Definition
Malfunctions in cockpit instruments that cause them to display incorrect information, stop working, or behave erratically. Failures may stem from the instrument itself, its power source (electrical or vacuum/pneumatic system), its sensing inputs (such as the pitot-static system), or blockages and damage to external probes and ports.
Plain English
When a cockpit gauge or display stops working properly or shows the wrong information. The needle might freeze, drift, swing wildly, or the screen might go blank.
Context Anchor
Seen in emergency and abnormal-procedure discussions, especially when a pilot must recognize a bad cockpit indication and fly using other reliable information.
Derivation
Instrument comes from a Latin root meaning something used to prepare or equip for a task.

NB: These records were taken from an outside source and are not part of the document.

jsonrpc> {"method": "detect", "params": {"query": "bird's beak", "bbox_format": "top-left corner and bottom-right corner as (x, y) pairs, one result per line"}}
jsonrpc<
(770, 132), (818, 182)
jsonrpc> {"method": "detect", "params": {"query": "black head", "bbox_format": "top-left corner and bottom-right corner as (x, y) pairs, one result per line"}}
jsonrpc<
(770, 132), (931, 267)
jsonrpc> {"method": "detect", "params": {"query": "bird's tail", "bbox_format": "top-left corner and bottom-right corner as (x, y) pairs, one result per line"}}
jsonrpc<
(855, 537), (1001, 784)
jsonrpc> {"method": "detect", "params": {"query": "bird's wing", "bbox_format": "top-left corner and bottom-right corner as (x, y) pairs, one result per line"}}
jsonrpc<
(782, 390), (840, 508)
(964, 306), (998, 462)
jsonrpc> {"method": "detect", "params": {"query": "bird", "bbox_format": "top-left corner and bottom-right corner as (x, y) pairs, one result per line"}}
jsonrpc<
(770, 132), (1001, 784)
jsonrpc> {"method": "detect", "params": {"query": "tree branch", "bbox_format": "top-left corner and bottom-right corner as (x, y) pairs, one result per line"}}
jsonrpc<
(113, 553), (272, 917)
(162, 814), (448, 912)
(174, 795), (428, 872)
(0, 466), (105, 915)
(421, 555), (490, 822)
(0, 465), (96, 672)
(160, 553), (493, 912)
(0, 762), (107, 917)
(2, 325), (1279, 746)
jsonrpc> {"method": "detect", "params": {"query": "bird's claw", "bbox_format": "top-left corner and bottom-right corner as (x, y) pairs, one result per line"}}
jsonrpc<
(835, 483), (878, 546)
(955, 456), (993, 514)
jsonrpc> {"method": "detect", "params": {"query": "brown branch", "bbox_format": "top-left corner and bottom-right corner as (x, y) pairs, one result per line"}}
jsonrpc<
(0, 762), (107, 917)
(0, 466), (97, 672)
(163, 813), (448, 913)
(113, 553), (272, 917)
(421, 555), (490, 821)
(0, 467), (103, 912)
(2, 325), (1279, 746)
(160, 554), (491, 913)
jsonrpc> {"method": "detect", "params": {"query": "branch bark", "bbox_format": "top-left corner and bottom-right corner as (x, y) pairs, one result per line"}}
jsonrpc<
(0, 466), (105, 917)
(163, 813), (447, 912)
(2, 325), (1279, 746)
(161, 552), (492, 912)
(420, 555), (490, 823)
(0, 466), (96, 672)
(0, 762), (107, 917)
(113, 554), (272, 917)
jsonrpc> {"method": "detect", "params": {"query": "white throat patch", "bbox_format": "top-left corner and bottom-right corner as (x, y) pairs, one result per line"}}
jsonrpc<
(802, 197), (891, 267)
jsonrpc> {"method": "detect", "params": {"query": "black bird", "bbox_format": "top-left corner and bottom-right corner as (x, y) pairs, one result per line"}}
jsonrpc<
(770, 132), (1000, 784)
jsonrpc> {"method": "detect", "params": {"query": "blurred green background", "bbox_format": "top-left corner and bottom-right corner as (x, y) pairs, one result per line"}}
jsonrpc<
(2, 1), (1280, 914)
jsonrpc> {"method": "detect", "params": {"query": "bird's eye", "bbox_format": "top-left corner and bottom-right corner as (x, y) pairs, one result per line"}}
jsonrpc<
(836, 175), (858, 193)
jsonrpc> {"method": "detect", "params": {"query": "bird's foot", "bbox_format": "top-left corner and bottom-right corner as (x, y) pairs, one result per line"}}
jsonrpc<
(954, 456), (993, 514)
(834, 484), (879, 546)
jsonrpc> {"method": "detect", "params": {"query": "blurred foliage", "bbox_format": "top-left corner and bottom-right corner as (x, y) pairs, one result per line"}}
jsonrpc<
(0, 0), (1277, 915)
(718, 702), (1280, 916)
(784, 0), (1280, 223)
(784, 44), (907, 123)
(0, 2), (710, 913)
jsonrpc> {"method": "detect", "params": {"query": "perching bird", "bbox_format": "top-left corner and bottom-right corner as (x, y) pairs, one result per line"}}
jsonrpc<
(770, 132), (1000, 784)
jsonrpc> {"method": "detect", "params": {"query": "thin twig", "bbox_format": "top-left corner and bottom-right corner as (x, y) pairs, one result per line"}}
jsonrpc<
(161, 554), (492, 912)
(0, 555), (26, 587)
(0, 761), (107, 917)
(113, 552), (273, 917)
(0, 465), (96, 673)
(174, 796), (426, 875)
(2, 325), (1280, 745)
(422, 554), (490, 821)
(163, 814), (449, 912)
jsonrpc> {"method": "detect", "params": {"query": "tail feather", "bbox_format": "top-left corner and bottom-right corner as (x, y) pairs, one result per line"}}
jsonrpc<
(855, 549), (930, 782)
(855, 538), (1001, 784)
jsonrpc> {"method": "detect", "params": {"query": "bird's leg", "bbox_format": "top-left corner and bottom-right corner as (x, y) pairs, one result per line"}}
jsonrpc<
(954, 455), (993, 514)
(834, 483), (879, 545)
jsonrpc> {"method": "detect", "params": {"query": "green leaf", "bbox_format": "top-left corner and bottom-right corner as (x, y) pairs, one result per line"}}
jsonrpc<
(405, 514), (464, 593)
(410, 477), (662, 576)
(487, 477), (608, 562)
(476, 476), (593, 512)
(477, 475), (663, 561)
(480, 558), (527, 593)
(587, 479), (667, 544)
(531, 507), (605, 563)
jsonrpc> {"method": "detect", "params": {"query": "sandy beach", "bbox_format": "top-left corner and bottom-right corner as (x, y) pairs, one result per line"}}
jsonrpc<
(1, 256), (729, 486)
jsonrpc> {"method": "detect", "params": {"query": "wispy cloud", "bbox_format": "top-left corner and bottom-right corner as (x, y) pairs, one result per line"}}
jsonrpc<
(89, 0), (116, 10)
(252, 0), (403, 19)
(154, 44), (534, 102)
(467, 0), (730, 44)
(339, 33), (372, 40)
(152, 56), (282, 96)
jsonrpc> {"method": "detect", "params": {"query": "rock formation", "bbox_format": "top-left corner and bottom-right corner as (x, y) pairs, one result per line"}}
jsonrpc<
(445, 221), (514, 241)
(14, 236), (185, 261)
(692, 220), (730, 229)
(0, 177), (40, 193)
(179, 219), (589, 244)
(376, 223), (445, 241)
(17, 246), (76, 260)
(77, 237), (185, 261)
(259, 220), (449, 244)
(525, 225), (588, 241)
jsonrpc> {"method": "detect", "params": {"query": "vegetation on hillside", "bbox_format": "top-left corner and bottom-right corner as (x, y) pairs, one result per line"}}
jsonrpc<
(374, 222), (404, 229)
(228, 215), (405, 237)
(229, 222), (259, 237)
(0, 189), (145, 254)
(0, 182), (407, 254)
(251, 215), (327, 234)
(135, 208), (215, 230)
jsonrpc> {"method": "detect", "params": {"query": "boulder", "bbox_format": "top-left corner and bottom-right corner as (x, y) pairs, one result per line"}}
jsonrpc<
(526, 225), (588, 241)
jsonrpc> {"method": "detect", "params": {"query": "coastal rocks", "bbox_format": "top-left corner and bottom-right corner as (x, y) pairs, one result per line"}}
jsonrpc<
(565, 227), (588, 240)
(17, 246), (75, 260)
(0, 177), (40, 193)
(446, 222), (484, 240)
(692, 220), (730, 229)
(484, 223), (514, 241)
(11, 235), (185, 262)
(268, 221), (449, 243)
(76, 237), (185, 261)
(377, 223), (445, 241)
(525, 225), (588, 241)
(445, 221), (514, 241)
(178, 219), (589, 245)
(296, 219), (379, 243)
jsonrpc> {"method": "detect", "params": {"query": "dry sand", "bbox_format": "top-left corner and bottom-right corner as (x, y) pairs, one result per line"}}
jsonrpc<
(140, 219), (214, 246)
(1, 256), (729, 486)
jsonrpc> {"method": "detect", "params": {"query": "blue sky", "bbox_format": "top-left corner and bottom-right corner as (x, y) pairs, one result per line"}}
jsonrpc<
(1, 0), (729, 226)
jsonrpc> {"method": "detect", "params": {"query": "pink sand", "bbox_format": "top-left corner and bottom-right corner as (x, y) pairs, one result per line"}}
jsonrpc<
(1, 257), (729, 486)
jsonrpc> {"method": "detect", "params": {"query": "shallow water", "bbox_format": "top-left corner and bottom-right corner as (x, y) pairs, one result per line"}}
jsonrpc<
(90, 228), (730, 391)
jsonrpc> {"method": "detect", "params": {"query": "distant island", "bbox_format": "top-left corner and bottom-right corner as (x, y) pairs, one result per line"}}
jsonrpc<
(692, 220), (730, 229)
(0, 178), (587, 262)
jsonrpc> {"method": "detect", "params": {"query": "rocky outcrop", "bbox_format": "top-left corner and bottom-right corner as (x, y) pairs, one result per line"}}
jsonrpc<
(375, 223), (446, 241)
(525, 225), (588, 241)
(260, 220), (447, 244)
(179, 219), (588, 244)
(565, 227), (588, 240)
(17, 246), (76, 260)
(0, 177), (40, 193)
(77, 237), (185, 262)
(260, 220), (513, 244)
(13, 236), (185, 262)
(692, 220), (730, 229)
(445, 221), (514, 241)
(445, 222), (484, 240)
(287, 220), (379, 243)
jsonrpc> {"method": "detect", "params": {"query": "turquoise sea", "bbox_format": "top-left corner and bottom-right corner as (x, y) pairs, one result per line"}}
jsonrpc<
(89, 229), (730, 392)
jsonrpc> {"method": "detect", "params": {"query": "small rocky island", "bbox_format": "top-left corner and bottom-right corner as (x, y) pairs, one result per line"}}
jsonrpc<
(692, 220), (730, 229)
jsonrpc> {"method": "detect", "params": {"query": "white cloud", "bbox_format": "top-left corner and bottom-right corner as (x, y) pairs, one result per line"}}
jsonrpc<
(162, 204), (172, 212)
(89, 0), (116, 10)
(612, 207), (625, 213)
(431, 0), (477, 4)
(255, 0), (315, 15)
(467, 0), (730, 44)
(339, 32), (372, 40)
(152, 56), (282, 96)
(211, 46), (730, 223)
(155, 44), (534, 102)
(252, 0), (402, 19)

Failure comes from an old word meaning to fall short or not perform. Together, the words point to cockpit equipment that is no longer doing the job the pilot needs it to do.
Why Pilots Care
Loss of reliable instrument data forces use of partial panel techniques or visual references and can quickly lead to loss of control if not addressed.
Grounding Statement
If a cockpit indication does not match what the airplane is actually doing, the pilot should treat that instrument as suspect until confirmed.
Intuition Check
Do not assume an instrument failure always means a gauge goes blank. It can also mean the instrument is still moving but showing wrong or unreliable information.
Example Sentence 1
During the climb, the pilot noticed the airspeed indicator was reading lower than expected and suspected an instrument failure caused by a blocked pitot tube.
Example Sentence 2
A vacuum pump malfunction is a frequent cause of instrument failures affecting the attitude indicator.